7:26: Made up some lies that we hoped would really incriminate us. The van didn’t come. He had to give a cue to the marching band. He brought us through a concealed doorway, into the magic Kingdom tourist area and gave a cue to the band after consulting with a film crew. He left us standing and talked to them about fifty feet away
7:41: He came back, walked us out the front gate, and said have a good day.
Disneyworld keeps out unwanted visitors using a combination of natural and constructed geographical features. The swampy landscape is impassible except via the parks own roads. The divided highways are the only conduit to the three amusement parks in the 28,000 acre facility. Each park is surrounded by a moat which serves the dual purpose of drainage and security. Orlando is over 20 miles away. Unlike Disneyland’s tall and secure border fences, Disneyworld’s are small and unassuming, with no advanced surveillance technology around the remote perimeters. Security staff almost refused to acknowledge that we were even doing something wrong.
Findings and Final Report
for the *INSTITUTE OF SOCIOMETRY*:
Neither Disneyland nor Disneyworld proved to be the experience we expected. The rumours about honeycombs of underground tunnels, secret nerve centres, and the little people who really run the place still remain unsolved despite our hands-on research techniques. This leads us to believe that additional research methods must be explored. Disguises or mock fights, for example, might prompt security personnel to take you down a different path through the entrails of Disney. The foregone conclusion from all our data, (like any empirical science,) is that there are more questions. While our survey of park security systems came up short, we did prove the viability of our research methodology as a general tourist practice. In the era of extreme sports, and that oxy-moron eco-tourism, it seems only natural that one should develop parasitic tourist experiences that feed upon the existing infrastructure of Amusement Parks. These experiences might adequately be summed up as transgressive. The transgressive tourist goes to popular destinations just like everyone else, but then peels away the veneer to find out what lies underneath.

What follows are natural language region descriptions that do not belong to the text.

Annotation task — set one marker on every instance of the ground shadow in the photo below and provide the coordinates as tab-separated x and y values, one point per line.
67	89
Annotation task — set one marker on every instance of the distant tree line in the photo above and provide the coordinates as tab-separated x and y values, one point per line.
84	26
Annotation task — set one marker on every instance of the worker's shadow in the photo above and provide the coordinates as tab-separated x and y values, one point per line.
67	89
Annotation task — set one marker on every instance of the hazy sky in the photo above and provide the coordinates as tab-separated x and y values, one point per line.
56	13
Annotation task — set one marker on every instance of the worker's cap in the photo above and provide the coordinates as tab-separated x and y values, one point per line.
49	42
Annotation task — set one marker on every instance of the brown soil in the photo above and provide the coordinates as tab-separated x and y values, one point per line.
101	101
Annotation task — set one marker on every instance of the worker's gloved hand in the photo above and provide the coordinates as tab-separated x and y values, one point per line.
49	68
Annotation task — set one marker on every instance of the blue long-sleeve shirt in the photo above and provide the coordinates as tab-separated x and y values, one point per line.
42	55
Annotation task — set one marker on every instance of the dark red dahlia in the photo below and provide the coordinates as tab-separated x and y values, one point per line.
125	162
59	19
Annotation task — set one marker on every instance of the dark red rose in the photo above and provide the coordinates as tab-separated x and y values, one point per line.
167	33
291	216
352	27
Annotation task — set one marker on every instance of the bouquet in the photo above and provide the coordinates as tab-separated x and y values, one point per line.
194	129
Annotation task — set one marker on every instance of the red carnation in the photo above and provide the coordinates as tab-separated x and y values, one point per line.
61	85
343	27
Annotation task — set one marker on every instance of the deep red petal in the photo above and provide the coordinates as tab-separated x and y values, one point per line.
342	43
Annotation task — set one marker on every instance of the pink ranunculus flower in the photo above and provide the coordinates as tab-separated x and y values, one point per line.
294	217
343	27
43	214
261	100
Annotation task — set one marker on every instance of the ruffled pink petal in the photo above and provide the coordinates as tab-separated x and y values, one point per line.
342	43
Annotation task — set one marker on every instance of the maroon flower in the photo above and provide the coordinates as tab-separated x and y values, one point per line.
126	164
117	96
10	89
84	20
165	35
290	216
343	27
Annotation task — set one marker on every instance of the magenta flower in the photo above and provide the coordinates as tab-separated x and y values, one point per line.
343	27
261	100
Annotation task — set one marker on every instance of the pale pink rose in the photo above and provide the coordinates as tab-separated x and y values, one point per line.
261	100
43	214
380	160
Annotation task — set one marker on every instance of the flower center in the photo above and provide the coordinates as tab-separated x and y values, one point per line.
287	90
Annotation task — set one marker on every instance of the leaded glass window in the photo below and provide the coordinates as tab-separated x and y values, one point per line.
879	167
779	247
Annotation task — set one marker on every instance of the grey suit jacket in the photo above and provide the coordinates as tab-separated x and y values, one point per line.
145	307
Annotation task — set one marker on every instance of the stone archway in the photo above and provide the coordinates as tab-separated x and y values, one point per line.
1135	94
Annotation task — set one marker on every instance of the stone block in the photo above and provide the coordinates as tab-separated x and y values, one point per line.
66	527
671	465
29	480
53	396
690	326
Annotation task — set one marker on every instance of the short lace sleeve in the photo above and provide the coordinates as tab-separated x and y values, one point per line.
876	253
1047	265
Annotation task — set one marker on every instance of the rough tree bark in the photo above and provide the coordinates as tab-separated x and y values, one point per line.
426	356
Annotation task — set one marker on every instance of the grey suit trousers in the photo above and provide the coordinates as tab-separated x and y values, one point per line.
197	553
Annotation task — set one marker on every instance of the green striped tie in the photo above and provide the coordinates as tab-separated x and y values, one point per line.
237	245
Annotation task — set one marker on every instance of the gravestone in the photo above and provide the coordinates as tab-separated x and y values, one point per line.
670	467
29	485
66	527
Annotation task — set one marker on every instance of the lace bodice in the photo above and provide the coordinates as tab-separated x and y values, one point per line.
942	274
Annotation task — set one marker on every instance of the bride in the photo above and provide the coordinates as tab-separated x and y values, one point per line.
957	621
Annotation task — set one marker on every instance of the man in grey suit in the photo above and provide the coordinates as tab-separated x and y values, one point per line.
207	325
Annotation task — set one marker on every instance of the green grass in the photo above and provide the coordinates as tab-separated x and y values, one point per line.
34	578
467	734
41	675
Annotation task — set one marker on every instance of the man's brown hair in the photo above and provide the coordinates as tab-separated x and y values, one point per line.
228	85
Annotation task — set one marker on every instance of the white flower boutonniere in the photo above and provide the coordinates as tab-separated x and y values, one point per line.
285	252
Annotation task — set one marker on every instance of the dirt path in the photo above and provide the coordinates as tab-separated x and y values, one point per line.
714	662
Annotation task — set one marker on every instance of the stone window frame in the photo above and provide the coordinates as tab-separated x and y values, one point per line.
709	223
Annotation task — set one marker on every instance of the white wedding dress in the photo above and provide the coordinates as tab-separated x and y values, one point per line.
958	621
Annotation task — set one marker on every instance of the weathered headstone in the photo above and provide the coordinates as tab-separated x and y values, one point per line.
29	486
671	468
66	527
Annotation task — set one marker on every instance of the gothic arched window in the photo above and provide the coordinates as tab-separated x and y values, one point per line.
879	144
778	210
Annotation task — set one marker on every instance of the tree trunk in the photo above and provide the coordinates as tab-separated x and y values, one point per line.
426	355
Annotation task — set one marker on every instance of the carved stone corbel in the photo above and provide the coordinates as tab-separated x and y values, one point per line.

In many ways, a transgressive touristic experience has advantages over the front-door approach. Amusement Parks are meant to be a site of distilled fun and excitement. They lack, however, a degree of unpredictability often associated with thrill seeking. After paying fifty bucks to enter the Magic Kingdom through the front gate, the guest experiences a pre-dictable simulated world, sometimes entertaining, curious, or exciting. The transgressive tourist (the out-of-bounds-guest or runner,) however, spends no money jumping the fence and finding out what lies in the real heart of the parks: the off-limits service areas. One can entertain an unpredictable, adrenaline filled visit, while at the same time learning valuable information about how these things work.